“No, a house! See it?”
They looked to where her finger pointed. Undoubtedly, it was a farmhouse, located on the farther edge of the clearing in which they had halted. There was a vacant space about it, and several barn-like structures. But there was a curious lack of life around the place.
“I don’t believe any one lives there,” said Jack.
“Don’t be a pessimist,” urged his sister. “Let’s go and find out.”
They hurried toward the house, but the nearer they approached it the more it seemed that it was not a farmhouse in the ordinary sense of the word. Though in the midst of cleared fields that must at one time have been part of a farm, there were no growing crops. The fields were overgrown with weeds, there were no horses or cattle to be seen, and no challenging dog rushed out to bark at the boys and girls.
“Still some old man or woman may live there who can put us on the right road,” Cora suggested. “We won’t give up yet.”

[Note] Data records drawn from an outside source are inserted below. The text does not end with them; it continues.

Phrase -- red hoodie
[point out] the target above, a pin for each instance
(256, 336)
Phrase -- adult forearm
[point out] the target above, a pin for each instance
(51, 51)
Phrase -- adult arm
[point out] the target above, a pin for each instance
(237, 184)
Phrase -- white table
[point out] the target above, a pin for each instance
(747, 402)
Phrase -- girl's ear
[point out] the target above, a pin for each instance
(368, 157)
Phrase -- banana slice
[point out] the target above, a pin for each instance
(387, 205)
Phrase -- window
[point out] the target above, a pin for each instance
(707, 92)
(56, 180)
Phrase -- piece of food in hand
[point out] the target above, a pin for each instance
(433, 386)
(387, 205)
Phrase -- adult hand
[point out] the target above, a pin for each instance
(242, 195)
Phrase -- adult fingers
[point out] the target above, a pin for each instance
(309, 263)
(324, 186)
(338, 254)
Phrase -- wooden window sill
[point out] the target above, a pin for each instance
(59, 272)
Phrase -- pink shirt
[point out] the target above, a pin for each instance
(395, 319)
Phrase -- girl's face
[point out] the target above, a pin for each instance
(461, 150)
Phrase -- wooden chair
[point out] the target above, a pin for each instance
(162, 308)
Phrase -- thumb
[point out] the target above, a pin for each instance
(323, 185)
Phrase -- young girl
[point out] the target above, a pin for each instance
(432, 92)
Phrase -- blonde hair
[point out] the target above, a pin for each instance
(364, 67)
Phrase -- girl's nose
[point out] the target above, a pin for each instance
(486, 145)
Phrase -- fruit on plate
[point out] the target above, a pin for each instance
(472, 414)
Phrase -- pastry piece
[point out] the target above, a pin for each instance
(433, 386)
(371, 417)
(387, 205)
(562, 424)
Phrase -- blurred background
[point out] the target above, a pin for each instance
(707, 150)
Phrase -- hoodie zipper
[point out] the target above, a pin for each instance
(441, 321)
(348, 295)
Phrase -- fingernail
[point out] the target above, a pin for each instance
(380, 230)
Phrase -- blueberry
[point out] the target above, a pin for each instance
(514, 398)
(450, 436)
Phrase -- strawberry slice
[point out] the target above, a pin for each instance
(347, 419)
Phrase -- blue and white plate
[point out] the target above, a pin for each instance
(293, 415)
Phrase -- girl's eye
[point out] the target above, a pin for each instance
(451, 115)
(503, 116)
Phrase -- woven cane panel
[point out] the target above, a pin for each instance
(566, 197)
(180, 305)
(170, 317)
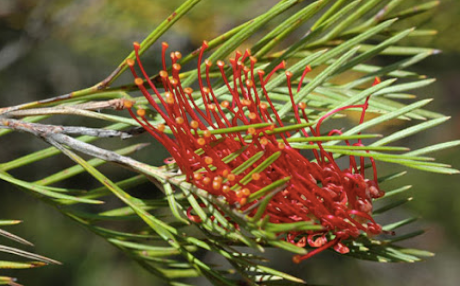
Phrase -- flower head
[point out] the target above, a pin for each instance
(239, 146)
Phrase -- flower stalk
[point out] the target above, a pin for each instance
(239, 167)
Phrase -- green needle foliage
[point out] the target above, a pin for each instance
(340, 40)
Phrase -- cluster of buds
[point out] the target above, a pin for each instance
(214, 154)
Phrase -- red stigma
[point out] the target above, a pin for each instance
(339, 200)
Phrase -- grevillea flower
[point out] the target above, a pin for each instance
(214, 154)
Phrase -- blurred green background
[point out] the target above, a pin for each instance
(51, 47)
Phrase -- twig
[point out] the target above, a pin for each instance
(46, 131)
(97, 105)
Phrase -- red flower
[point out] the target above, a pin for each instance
(228, 163)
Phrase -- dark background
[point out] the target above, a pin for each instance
(49, 48)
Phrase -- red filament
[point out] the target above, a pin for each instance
(338, 200)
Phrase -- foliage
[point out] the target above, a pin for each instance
(342, 39)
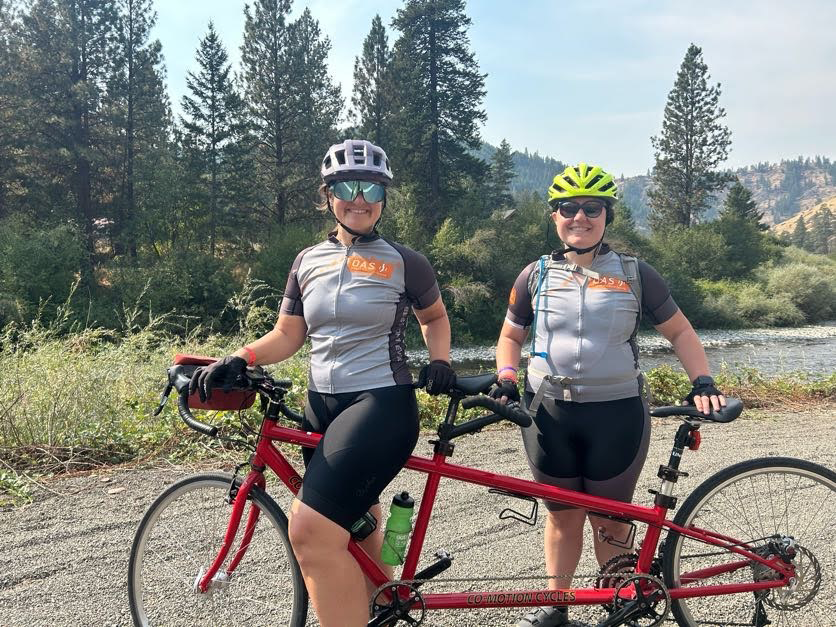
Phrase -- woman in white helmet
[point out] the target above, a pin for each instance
(351, 295)
(590, 431)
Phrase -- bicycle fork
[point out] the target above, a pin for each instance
(238, 496)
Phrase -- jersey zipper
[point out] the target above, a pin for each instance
(337, 322)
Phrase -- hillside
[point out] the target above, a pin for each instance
(788, 226)
(781, 190)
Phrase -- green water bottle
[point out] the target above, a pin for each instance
(398, 528)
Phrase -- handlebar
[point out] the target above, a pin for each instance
(509, 411)
(733, 408)
(189, 419)
(179, 377)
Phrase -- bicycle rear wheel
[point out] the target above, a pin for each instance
(178, 539)
(755, 501)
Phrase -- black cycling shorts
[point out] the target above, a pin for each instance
(368, 436)
(598, 448)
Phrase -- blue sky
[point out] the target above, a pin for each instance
(587, 80)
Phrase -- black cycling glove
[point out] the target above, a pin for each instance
(702, 386)
(505, 387)
(221, 374)
(438, 375)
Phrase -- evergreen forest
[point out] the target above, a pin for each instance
(116, 212)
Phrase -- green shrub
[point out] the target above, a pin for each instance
(728, 304)
(195, 285)
(812, 289)
(272, 262)
(36, 265)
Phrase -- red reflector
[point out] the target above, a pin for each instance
(696, 438)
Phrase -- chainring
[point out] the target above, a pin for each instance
(403, 598)
(619, 568)
(655, 600)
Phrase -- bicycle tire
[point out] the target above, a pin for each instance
(181, 534)
(749, 501)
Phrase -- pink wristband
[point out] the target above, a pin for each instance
(509, 368)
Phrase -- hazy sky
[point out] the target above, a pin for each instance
(587, 80)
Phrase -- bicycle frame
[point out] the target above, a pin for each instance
(436, 468)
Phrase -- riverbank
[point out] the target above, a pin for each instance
(773, 351)
(80, 528)
(82, 401)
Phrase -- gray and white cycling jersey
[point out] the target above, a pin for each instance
(356, 301)
(585, 326)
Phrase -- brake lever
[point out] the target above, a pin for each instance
(163, 399)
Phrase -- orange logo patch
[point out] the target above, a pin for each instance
(371, 266)
(609, 283)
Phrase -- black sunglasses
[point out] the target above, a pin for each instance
(569, 208)
(348, 190)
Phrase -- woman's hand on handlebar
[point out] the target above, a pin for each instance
(505, 390)
(222, 374)
(705, 396)
(438, 377)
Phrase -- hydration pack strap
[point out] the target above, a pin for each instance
(565, 383)
(543, 266)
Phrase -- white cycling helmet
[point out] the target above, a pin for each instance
(356, 158)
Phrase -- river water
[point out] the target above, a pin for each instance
(774, 351)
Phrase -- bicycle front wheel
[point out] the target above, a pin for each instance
(178, 539)
(763, 503)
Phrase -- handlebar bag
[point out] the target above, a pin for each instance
(222, 400)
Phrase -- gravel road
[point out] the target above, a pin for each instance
(64, 557)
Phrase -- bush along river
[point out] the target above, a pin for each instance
(773, 351)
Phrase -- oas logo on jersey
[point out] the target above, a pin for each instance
(370, 266)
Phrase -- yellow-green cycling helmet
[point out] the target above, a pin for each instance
(582, 180)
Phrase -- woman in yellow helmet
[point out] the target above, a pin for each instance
(582, 307)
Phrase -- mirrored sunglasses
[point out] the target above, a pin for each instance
(348, 190)
(592, 208)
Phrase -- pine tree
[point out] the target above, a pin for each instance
(440, 92)
(68, 60)
(371, 100)
(693, 143)
(739, 203)
(501, 175)
(142, 118)
(10, 123)
(292, 104)
(799, 234)
(212, 111)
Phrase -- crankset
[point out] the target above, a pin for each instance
(396, 601)
(648, 606)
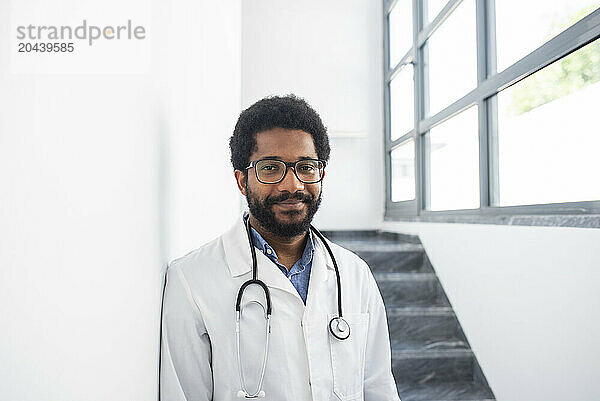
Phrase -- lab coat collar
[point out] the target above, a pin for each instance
(239, 259)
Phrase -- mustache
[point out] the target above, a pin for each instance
(299, 196)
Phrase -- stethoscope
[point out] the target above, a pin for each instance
(338, 326)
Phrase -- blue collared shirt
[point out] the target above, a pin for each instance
(299, 274)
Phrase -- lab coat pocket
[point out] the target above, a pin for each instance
(348, 358)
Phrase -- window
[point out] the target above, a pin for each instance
(491, 108)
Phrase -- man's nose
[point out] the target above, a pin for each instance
(290, 182)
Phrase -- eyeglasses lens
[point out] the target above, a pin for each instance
(272, 171)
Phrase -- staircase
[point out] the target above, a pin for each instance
(431, 357)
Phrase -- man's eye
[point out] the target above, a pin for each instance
(270, 167)
(307, 167)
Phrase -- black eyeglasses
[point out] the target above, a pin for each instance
(269, 171)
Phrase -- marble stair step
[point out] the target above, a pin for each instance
(408, 260)
(422, 323)
(445, 391)
(410, 289)
(379, 246)
(414, 346)
(419, 365)
(371, 236)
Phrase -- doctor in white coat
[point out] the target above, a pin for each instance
(199, 354)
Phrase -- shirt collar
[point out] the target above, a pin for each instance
(264, 246)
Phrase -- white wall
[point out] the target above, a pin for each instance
(203, 103)
(329, 53)
(527, 299)
(101, 183)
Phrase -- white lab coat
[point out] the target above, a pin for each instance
(305, 362)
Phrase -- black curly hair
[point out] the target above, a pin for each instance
(289, 112)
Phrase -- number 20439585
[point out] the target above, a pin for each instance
(25, 47)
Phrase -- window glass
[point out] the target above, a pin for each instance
(403, 172)
(400, 23)
(402, 118)
(548, 136)
(452, 58)
(523, 26)
(453, 150)
(434, 7)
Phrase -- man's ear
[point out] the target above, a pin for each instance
(240, 178)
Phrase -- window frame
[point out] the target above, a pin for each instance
(489, 83)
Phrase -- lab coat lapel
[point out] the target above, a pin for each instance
(322, 272)
(239, 260)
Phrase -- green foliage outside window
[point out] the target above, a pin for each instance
(567, 75)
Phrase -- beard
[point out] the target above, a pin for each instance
(262, 211)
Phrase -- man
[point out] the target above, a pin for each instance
(279, 149)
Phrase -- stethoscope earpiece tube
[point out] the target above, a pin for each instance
(338, 326)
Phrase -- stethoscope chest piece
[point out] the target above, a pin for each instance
(339, 328)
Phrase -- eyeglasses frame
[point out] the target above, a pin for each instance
(287, 166)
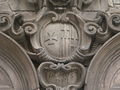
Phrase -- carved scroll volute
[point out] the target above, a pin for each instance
(114, 23)
(61, 76)
(5, 21)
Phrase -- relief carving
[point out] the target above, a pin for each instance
(60, 76)
(63, 38)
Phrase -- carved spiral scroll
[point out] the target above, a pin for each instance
(5, 21)
(104, 70)
(16, 69)
(114, 22)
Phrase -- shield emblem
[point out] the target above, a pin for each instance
(60, 40)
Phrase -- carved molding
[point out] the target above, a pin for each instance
(65, 34)
(103, 73)
(16, 69)
(61, 76)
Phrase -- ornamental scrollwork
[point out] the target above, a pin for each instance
(61, 37)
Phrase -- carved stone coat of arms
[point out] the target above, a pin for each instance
(59, 45)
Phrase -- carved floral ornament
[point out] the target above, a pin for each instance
(61, 37)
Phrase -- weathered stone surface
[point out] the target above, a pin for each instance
(61, 37)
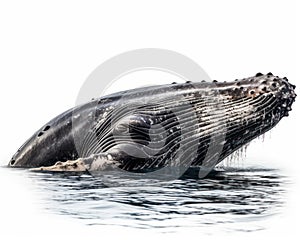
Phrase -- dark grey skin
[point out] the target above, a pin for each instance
(143, 129)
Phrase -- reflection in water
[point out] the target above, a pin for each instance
(236, 199)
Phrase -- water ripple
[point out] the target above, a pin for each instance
(235, 199)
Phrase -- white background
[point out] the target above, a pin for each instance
(47, 50)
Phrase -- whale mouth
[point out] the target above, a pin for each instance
(151, 135)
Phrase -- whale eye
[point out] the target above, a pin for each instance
(46, 128)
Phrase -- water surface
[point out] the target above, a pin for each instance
(238, 199)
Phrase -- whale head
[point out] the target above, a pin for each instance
(145, 128)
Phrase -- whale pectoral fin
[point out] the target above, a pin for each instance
(95, 162)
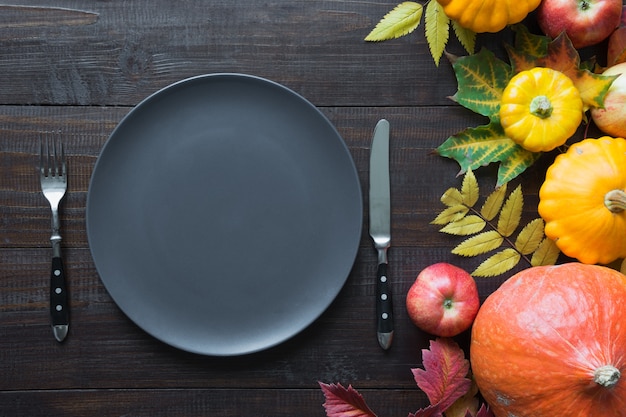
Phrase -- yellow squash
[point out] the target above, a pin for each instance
(488, 15)
(583, 200)
(540, 109)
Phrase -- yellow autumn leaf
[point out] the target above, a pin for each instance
(511, 213)
(437, 30)
(452, 197)
(400, 21)
(468, 225)
(530, 237)
(492, 205)
(469, 189)
(546, 254)
(479, 244)
(498, 264)
(451, 214)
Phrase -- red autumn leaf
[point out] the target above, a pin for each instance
(344, 402)
(430, 411)
(443, 378)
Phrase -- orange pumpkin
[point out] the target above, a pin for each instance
(551, 341)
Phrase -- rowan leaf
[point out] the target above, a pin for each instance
(492, 205)
(511, 213)
(479, 146)
(344, 402)
(400, 21)
(498, 263)
(469, 189)
(481, 79)
(479, 244)
(437, 29)
(444, 377)
(468, 225)
(466, 37)
(546, 254)
(451, 214)
(452, 197)
(530, 237)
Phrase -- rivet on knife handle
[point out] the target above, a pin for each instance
(380, 229)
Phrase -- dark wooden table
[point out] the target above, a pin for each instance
(79, 67)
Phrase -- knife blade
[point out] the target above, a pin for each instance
(380, 229)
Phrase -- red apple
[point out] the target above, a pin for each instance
(586, 22)
(612, 118)
(443, 300)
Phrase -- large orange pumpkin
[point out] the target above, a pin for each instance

Confirmation of Jack’s idea that the house was uninhabited was given as they went up the weed-entangled front path. And the sight of broken windows, a door sagging open on fractured hinges gave further aspects of abandonment.
“Anybody home?” called Walter, knocking on the door, which swayed as though it wanted to part company from the only hinge that held it up. “Who’s in here? Hello inside!”
An echo was his only answer, though as they had approached the place Paul had said he heard a noise inside.
“Nobody home,” said Jack. “But this is at least encouraging. We are getting ‘warm’ as they say in hunt the thimble. Let’s go around back. Maybe they don’t use the front door.”